Orhan MİROĞLU
Çözüm süreci her türden psikolojik harp, istismar ve algı operasyonundan kurtulmadıkça, süreçte tatmin edici bir sonuca ulaşmak mümkün değil.
AK Parti şüphesiz, çözüm sürecinin devamından ve bu zeminde kalmaktan yanadır ama 7 Haziran seçimlerinden sonra çözüm süreci bağlamında yeni koşulların ortaya çıktığı gerçeği de görmezlikten gelinemez..
Türkiye koalisyon hükümeti gerçeğiyle karşı karşıya. Bu gelişme bize, sürecin bu yeni siyasi koşullarda yeniden düşünülmesi ve muhtemel koalisyon partilerinin de (CHP/MHP) elini taşın altına koyması gerektiğini gösteriyor.

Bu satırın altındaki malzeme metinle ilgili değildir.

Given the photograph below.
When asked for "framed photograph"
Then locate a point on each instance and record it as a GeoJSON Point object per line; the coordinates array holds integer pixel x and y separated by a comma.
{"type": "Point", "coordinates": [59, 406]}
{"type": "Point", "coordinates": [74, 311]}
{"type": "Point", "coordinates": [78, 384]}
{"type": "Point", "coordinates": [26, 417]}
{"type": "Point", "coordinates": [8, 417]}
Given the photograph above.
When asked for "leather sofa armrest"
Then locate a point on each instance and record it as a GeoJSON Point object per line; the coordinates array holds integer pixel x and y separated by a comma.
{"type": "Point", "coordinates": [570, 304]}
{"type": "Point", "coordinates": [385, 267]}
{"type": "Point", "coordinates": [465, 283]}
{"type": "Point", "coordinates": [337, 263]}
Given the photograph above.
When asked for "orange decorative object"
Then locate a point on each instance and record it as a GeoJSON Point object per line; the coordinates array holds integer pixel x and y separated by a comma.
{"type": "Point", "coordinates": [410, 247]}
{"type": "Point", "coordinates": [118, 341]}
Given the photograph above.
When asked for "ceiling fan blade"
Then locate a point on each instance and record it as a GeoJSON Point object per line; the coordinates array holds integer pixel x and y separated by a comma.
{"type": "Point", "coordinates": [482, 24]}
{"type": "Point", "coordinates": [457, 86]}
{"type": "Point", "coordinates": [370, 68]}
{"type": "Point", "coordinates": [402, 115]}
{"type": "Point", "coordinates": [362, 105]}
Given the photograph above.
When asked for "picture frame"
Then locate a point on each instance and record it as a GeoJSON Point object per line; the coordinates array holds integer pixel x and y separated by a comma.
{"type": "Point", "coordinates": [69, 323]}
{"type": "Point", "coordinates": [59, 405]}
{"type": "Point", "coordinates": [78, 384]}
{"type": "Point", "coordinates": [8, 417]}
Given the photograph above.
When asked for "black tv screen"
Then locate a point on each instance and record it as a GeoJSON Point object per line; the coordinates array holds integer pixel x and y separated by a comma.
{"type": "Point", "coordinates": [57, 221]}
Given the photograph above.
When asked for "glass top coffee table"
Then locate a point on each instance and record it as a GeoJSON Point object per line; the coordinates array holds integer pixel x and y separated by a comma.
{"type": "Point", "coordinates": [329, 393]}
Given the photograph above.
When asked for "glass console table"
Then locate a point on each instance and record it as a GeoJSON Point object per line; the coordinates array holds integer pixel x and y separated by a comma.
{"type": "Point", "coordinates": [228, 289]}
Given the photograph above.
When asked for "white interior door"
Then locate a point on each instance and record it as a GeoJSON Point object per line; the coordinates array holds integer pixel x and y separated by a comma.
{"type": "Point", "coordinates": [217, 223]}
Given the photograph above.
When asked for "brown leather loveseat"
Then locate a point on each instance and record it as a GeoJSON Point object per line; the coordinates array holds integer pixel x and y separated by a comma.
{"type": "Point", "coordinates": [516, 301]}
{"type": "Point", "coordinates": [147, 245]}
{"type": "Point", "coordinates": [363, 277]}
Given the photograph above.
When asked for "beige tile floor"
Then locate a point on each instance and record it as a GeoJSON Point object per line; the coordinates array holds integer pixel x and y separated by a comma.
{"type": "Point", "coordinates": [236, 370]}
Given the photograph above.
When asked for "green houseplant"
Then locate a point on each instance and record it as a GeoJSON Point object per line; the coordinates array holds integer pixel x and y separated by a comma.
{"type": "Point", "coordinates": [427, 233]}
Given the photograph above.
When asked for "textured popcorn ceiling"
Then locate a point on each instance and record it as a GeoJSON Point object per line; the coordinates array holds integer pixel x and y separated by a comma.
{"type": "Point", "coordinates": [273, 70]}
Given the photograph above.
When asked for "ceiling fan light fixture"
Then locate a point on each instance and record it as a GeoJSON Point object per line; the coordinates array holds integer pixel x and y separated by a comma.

HDP’nin siyasi temsili önceki döneme göre artmış ve güçlenmiştir. Bu bakımdan, HDP’nin artık sürekli talep eden değil ama önemli oranda, ‘kendisinden talep edilen bir konumda’ olduğu açıktır. Sivil alanı bizimle, silahlı alanı Kandil’le veya Öcalan’la konuşun demek gerçekçi değil, bunca tecrübeden sonra kabul edilebilir de değil. Silahlı mücadeleye dair tahayyüller ne olacak, HDP bu işe biz bakmıyoruz diyebilir mi?
80 milletvekiliyle temsil edilen bir siyasi partinin, şiddet, terör ve silahlı mücadele konularında, açık ve tatmin edici, bir siyasi tercih içinde olması gerekir. Şiddet ve silahlı mücadele tahayyülleriyle arasına mesafe koymayı, ‘Kandil’den bu manada ‘özerk’ davranmayı benimsemiş bir HDP, gerçek manada bir Türkiye Partisi olabilir.
Türkiyelileşme anlayışını önemsemek gerekiyor ve bu önemsemeyi seçmen de kabul etmiş olmalı ki, HDP’ye küçümsenmeyecek bir siyasi destek sundu. Ama problem şu ki, Türkiyelileşmek iddiasında olan bir siyasi hareket, PKK’nın bir bölgede kurmayı başardığı farklı bir rejime en ufak bir eleştiri dahi yöneltmiyor. HDP Türkiyelileşirken, bir bölgenin siyasi ve ruhsal manada bir kopuşu yaşamakta oluşunu nasıl izah edeceğiz, bu durum daha ne kadar sürecek?
Silahlı mücadelenin sonlanması için HDP’nin rolünü oynaması ve çözüm süreci zeminine, söylem bazında değil, inanç ve samimiyet bazında yaklaşması gerekiyor.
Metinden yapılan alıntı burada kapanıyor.